All that matters, though, in this type of story is how plausibly and rapidly the victim can be sent on the run and how much ground the chase can be made to cover. And here Hitchcock shows all his unmatched ingenuity in using public places – Grand Central Station, the United Nations Building – as backgrounds for the alien and sinister.
North by Northwest’s most effective sequence, however, takes place in a setting wholly bare. Cary Grant has been dropped by bus at a remote prairie stop and stands, an incongruous fugitive from Madison Avenue, in a landscape of scrub, cornfields, the occasional car speeding down the straight, flat highway. He is expecting an encounter with an agent; he waits, and eventually another man appears. They confront each other across the width of the road; but the man, introduced with such elaborate solemnity, is only a farmer waiting for a bus.
Casually, he points out a crop-dusting plane, operating where there are no crops growing. He boards the bus… and in seconds the aircraft is swooping on Cary Grant, pursuing him with a rattle of gunfire, chasing him through the growing corn. In the contrast between the slow, silent buildup, the long shots of the prairie, the isolation of the waiting figure, and the sudden, definitive burst of violence, we are safely in the hands of the most authoritative of precision experts.
Not all of North by Northwest is as good as this. The film is ridiculously long (two and a quarter hours), and inevitably there are passages, mostly those involving the equivocal heroine, in which the action drags and no adequate substitute is offered. Motivation, here, scarcely counts: even the situation of the girl involved with, and herself spying on, the enemy agent is brushed aside. Hitchcock explored this one, up to a point, in Notorious; here he merely states it.
An advantage of these paper-thin characters, though, is that they can be used for humour, which would be redundant if the film even pretended to take its adventures at more than their face value. The advertising man, for instance, takes his mother, acidly argumentative and missing her bridge party, along with him on a detective expedition. A car chase, beginning with careful tension, ends in a ludicrous three car bumper-to-bumper pile-up.
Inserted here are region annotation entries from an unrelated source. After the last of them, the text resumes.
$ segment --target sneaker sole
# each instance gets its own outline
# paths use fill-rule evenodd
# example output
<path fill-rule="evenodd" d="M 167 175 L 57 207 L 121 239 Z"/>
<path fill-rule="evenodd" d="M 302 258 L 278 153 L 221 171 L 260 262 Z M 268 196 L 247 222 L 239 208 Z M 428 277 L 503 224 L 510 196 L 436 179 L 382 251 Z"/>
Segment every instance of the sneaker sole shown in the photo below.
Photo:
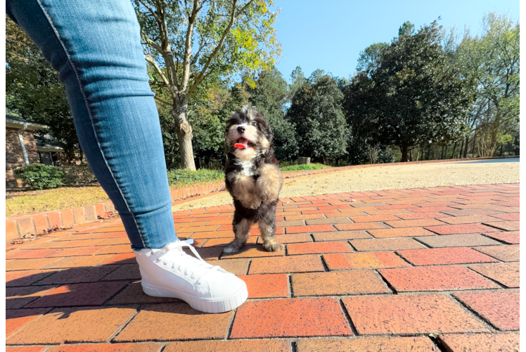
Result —
<path fill-rule="evenodd" d="M 144 282 L 141 282 L 141 285 L 143 291 L 148 296 L 182 299 L 193 309 L 205 313 L 228 312 L 241 306 L 248 298 L 247 285 L 244 282 L 243 287 L 231 296 L 210 298 L 197 297 L 193 294 Z"/>

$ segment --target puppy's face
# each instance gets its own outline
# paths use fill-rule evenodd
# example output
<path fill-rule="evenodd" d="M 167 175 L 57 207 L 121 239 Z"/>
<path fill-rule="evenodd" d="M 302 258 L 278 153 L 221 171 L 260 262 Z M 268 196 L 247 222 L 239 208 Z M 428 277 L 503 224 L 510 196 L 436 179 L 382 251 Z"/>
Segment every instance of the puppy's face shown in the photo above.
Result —
<path fill-rule="evenodd" d="M 226 121 L 226 149 L 238 158 L 250 161 L 269 149 L 272 131 L 263 115 L 245 106 Z"/>

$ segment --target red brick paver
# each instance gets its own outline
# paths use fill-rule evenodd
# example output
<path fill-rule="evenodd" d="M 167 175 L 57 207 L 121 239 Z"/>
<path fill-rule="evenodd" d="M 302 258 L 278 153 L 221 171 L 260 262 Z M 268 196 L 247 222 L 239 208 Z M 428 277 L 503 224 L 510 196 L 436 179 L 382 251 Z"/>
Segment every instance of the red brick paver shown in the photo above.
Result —
<path fill-rule="evenodd" d="M 519 329 L 519 292 L 466 292 L 454 296 L 500 330 Z"/>
<path fill-rule="evenodd" d="M 359 334 L 485 332 L 484 325 L 442 294 L 342 298 Z"/>
<path fill-rule="evenodd" d="M 321 298 L 247 302 L 238 309 L 230 337 L 334 335 L 351 336 L 352 331 L 338 301 Z"/>
<path fill-rule="evenodd" d="M 292 283 L 294 296 L 391 293 L 373 270 L 294 274 Z"/>
<path fill-rule="evenodd" d="M 444 334 L 439 338 L 452 352 L 519 351 L 518 334 Z"/>
<path fill-rule="evenodd" d="M 503 263 L 470 265 L 470 269 L 497 281 L 507 287 L 519 287 L 519 263 Z"/>
<path fill-rule="evenodd" d="M 497 289 L 499 285 L 463 266 L 426 266 L 380 269 L 399 292 Z"/>
<path fill-rule="evenodd" d="M 409 266 L 392 252 L 325 254 L 323 258 L 331 270 Z"/>
<path fill-rule="evenodd" d="M 321 351 L 409 351 L 439 352 L 430 339 L 428 337 L 376 337 L 361 339 L 300 339 L 297 352 L 315 352 Z"/>
<path fill-rule="evenodd" d="M 118 218 L 23 240 L 6 249 L 6 351 L 518 351 L 518 191 L 282 199 L 276 253 L 257 226 L 240 252 L 222 253 L 231 205 L 174 213 L 181 238 L 247 283 L 247 302 L 222 314 L 145 294 Z M 61 216 L 67 225 L 73 212 Z"/>
<path fill-rule="evenodd" d="M 415 265 L 492 263 L 494 258 L 468 247 L 407 249 L 398 253 Z"/>

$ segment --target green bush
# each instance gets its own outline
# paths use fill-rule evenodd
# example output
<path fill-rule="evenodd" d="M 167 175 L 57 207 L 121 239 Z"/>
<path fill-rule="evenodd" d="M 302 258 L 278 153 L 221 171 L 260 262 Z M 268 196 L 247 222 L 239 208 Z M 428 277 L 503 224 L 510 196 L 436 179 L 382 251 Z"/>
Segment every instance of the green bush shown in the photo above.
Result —
<path fill-rule="evenodd" d="M 224 174 L 222 171 L 217 170 L 200 169 L 197 171 L 191 171 L 177 169 L 168 171 L 168 182 L 170 186 L 184 187 L 221 181 L 223 179 L 224 179 Z"/>
<path fill-rule="evenodd" d="M 20 178 L 37 189 L 47 189 L 64 186 L 67 175 L 64 170 L 55 166 L 44 164 L 32 164 L 15 170 Z"/>
<path fill-rule="evenodd" d="M 66 164 L 60 165 L 60 170 L 66 174 L 65 183 L 67 184 L 89 184 L 96 180 L 87 164 Z"/>
<path fill-rule="evenodd" d="M 295 170 L 320 170 L 328 168 L 325 165 L 321 164 L 308 164 L 308 165 L 291 165 L 290 166 L 283 166 L 281 168 L 281 171 L 295 171 Z"/>

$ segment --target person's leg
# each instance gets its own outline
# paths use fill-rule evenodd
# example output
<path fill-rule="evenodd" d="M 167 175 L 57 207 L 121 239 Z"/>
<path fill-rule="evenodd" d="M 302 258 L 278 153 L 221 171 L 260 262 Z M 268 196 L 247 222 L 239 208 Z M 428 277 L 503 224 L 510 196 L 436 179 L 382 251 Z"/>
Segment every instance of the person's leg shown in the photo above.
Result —
<path fill-rule="evenodd" d="M 175 235 L 160 125 L 129 1 L 10 0 L 6 10 L 59 72 L 82 150 L 137 249 L 144 292 L 208 313 L 241 305 L 245 282 Z"/>
<path fill-rule="evenodd" d="M 80 145 L 136 249 L 177 241 L 160 125 L 129 0 L 8 1 L 59 73 Z"/>

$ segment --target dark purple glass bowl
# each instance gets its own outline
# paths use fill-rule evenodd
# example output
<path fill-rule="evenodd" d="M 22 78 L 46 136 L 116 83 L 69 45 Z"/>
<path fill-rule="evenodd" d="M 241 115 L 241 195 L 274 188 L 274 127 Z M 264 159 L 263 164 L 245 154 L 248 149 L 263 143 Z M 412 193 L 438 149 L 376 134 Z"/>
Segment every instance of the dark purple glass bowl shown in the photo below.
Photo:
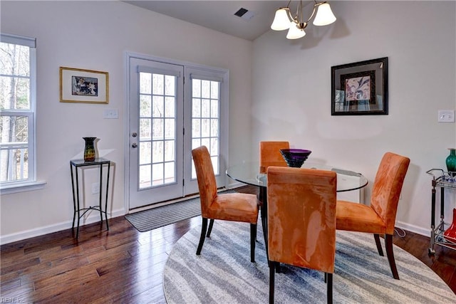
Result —
<path fill-rule="evenodd" d="M 280 152 L 285 159 L 288 167 L 301 168 L 312 151 L 303 149 L 281 149 Z"/>

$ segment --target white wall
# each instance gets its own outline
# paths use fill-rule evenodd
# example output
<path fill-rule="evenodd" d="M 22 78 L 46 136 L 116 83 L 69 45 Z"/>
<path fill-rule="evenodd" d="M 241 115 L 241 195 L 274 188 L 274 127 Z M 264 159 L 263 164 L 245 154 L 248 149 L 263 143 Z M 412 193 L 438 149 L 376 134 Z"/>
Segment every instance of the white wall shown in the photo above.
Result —
<path fill-rule="evenodd" d="M 437 122 L 437 110 L 456 108 L 455 2 L 331 4 L 336 23 L 311 24 L 296 41 L 269 31 L 252 43 L 120 1 L 1 1 L 1 31 L 37 38 L 37 172 L 47 182 L 1 196 L 1 243 L 71 227 L 68 162 L 81 155 L 83 136 L 100 138 L 98 150 L 115 162 L 110 210 L 126 212 L 126 51 L 229 69 L 231 163 L 255 159 L 259 140 L 288 140 L 313 151 L 309 162 L 363 173 L 368 196 L 383 154 L 408 156 L 398 226 L 428 233 L 425 172 L 445 168 L 447 148 L 456 147 L 455 125 Z M 331 66 L 384 56 L 389 115 L 331 116 Z M 59 66 L 108 72 L 109 105 L 59 103 Z M 119 119 L 103 120 L 107 108 Z"/>
<path fill-rule="evenodd" d="M 125 56 L 134 52 L 229 70 L 229 156 L 250 146 L 252 43 L 120 1 L 1 1 L 2 33 L 36 38 L 37 177 L 45 189 L 2 195 L 1 243 L 71 227 L 69 161 L 82 156 L 81 137 L 100 138 L 100 156 L 113 161 L 111 216 L 124 209 Z M 108 105 L 59 102 L 58 68 L 109 73 Z M 105 109 L 118 120 L 103 119 Z M 244 147 L 242 150 L 238 147 Z M 96 203 L 97 195 L 90 200 Z M 96 213 L 94 214 L 96 219 Z"/>
<path fill-rule="evenodd" d="M 445 169 L 447 148 L 456 147 L 455 124 L 437 121 L 438 110 L 456 108 L 456 3 L 331 4 L 338 18 L 331 26 L 309 24 L 295 41 L 271 31 L 254 42 L 252 151 L 269 140 L 311 150 L 309 162 L 364 174 L 368 200 L 382 155 L 408 156 L 397 224 L 429 235 L 425 172 Z M 388 58 L 389 114 L 331 116 L 331 67 L 380 57 Z M 455 192 L 447 196 L 450 222 L 454 197 Z"/>

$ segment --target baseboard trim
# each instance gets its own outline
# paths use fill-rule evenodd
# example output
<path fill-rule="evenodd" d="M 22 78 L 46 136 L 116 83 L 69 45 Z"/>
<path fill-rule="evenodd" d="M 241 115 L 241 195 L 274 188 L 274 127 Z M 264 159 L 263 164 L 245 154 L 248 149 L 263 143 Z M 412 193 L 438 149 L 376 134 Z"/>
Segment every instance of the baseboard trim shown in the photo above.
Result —
<path fill-rule="evenodd" d="M 122 209 L 115 210 L 110 213 L 108 216 L 109 219 L 113 219 L 118 216 L 125 215 L 125 211 Z M 81 226 L 87 225 L 92 223 L 96 223 L 100 221 L 100 214 L 98 212 L 93 213 L 89 215 L 86 219 L 81 219 L 83 223 Z M 45 226 L 43 227 L 36 228 L 33 229 L 26 230 L 24 231 L 17 232 L 11 234 L 6 234 L 5 236 L 0 236 L 0 245 L 4 245 L 9 243 L 15 242 L 17 241 L 22 241 L 26 239 L 34 238 L 35 236 L 40 236 L 44 234 L 51 234 L 53 232 L 61 231 L 62 230 L 68 229 L 73 225 L 73 222 L 66 221 L 62 223 L 55 224 L 53 225 Z"/>
<path fill-rule="evenodd" d="M 430 226 L 428 229 L 425 229 L 410 224 L 404 223 L 403 221 L 396 221 L 396 227 L 417 234 L 420 234 L 424 236 L 428 236 L 428 238 L 430 237 Z"/>

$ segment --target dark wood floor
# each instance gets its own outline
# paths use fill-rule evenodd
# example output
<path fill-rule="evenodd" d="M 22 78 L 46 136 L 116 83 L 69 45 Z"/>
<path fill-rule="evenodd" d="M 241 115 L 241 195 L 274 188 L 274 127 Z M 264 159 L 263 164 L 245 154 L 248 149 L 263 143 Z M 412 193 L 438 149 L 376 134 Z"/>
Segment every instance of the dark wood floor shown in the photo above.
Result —
<path fill-rule="evenodd" d="M 123 216 L 109 223 L 109 231 L 99 224 L 81 227 L 78 241 L 68 229 L 1 246 L 0 302 L 166 303 L 162 283 L 168 254 L 182 236 L 200 225 L 200 218 L 142 233 Z M 404 237 L 396 235 L 394 243 L 456 293 L 456 251 L 435 246 L 430 256 L 429 238 L 407 231 Z"/>

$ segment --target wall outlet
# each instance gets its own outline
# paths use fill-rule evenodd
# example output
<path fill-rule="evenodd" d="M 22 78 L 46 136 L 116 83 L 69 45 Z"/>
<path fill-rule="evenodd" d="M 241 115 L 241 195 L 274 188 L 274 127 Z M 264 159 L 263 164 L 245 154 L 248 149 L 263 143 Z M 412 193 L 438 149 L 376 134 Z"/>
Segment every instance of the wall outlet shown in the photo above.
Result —
<path fill-rule="evenodd" d="M 455 122 L 455 110 L 438 110 L 438 122 Z"/>
<path fill-rule="evenodd" d="M 117 109 L 106 109 L 103 112 L 104 119 L 118 119 L 119 118 L 119 112 Z"/>
<path fill-rule="evenodd" d="M 100 183 L 95 182 L 92 184 L 92 194 L 100 193 Z"/>

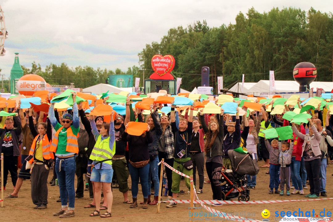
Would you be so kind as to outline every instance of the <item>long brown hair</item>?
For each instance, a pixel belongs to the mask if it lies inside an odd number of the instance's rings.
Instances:
[[[216,130],[213,133],[210,129],[210,124],[213,122],[215,122],[217,125],[217,128]],[[208,126],[208,132],[207,132],[205,135],[205,138],[206,138],[206,142],[205,143],[205,152],[206,153],[209,152],[213,144],[214,144],[214,141],[217,137],[219,131],[218,123],[217,122],[212,122],[209,123]]]

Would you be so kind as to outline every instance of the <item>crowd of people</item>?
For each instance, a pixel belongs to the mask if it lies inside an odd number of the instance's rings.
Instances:
[[[82,102],[77,104],[76,93],[70,96],[72,109],[64,112],[55,109],[53,103],[47,113],[35,111],[32,107],[25,112],[20,103],[15,109],[3,109],[15,113],[0,117],[0,150],[4,154],[4,166],[1,189],[6,190],[8,172],[14,187],[5,198],[17,198],[24,180],[30,179],[34,208],[47,208],[47,180],[52,168],[53,176],[50,183],[59,185],[57,202],[61,203],[61,208],[54,216],[74,216],[75,199],[83,197],[85,188],[89,190],[92,202],[84,207],[94,209],[90,216],[112,216],[113,188],[119,188],[123,203],[129,208],[141,204],[147,209],[162,200],[159,195],[159,172],[163,167],[158,164],[164,159],[178,171],[193,175],[197,194],[211,192],[214,200],[221,200],[221,172],[232,169],[228,151],[240,147],[253,159],[265,161],[260,167],[269,170],[266,172],[270,176],[269,194],[283,195],[285,184],[287,196],[305,194],[308,181],[310,192],[305,197],[327,196],[326,168],[332,163],[333,154],[333,119],[328,106],[323,108],[319,103],[315,109],[306,111],[312,116],[306,122],[295,123],[284,119],[283,113],[271,114],[271,111],[267,110],[269,104],[266,103],[261,105],[260,111],[248,111],[239,102],[234,101],[238,106],[233,114],[224,113],[222,108],[218,113],[207,113],[204,108],[195,108],[193,103],[181,108],[185,110],[183,115],[172,103],[152,103],[149,114],[144,114],[143,110],[132,107],[129,97],[124,104],[125,115],[113,111],[110,116],[95,116],[90,115],[90,109],[84,108]],[[108,104],[108,99],[104,98],[105,104]],[[49,98],[48,100],[50,103]],[[271,105],[274,101],[270,102]],[[301,109],[301,102],[299,99],[295,106],[285,105],[283,112]],[[94,105],[97,107],[96,101]],[[161,111],[166,106],[171,107],[168,113]],[[195,110],[196,115],[193,114]],[[241,115],[241,111],[245,114]],[[104,120],[107,119],[110,121]],[[135,121],[147,123],[140,135],[128,131],[130,123]],[[264,130],[289,125],[293,132],[292,138],[281,141],[279,136],[266,138]],[[21,166],[18,174],[18,165]],[[209,179],[206,181],[205,167]],[[182,177],[167,167],[165,172],[163,186],[166,207],[175,207],[178,194],[184,192],[180,188]],[[246,176],[246,188],[255,189],[256,176]],[[190,190],[190,179],[185,177],[184,180]],[[139,181],[143,196],[141,197],[138,195]],[[204,190],[205,183],[210,183],[210,187]],[[130,190],[132,201],[128,194]],[[140,199],[142,202],[139,201]],[[106,211],[100,213],[103,210]]]

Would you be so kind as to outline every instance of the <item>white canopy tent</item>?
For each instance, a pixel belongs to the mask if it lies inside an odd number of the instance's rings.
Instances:
[[[123,91],[126,91],[129,93],[132,93],[133,91],[132,88],[118,88],[115,86],[110,85],[108,84],[100,83],[97,85],[95,85],[87,88],[85,88],[82,90],[82,92],[84,93],[91,93],[97,94],[106,93],[109,90],[109,93],[119,93]]]

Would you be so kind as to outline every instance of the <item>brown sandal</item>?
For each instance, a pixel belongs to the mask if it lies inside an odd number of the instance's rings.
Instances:
[[[101,217],[111,217],[112,216],[111,216],[111,212],[107,211],[100,216]]]
[[[97,212],[97,213],[95,214],[95,212]],[[97,216],[100,215],[100,212],[97,210],[95,210],[94,211],[94,212],[90,214],[90,216],[91,217],[95,217]]]

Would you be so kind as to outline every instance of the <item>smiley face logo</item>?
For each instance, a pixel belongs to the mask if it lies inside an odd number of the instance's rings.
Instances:
[[[265,209],[261,212],[261,216],[265,219],[267,219],[270,216],[270,212],[267,209]]]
Hitchcock’s early chase films had a zest he has never been able, or perhaps wanted, to recover. But the immense calculation that has gone into this film, the cheap joke so carefully timed, the suspense effect so gloatingly delayed, is the mark of the ultimate in professionalism. And there is something to be said for a film that never puts a foot wrong without making one feel that even the false step is a deliberate one.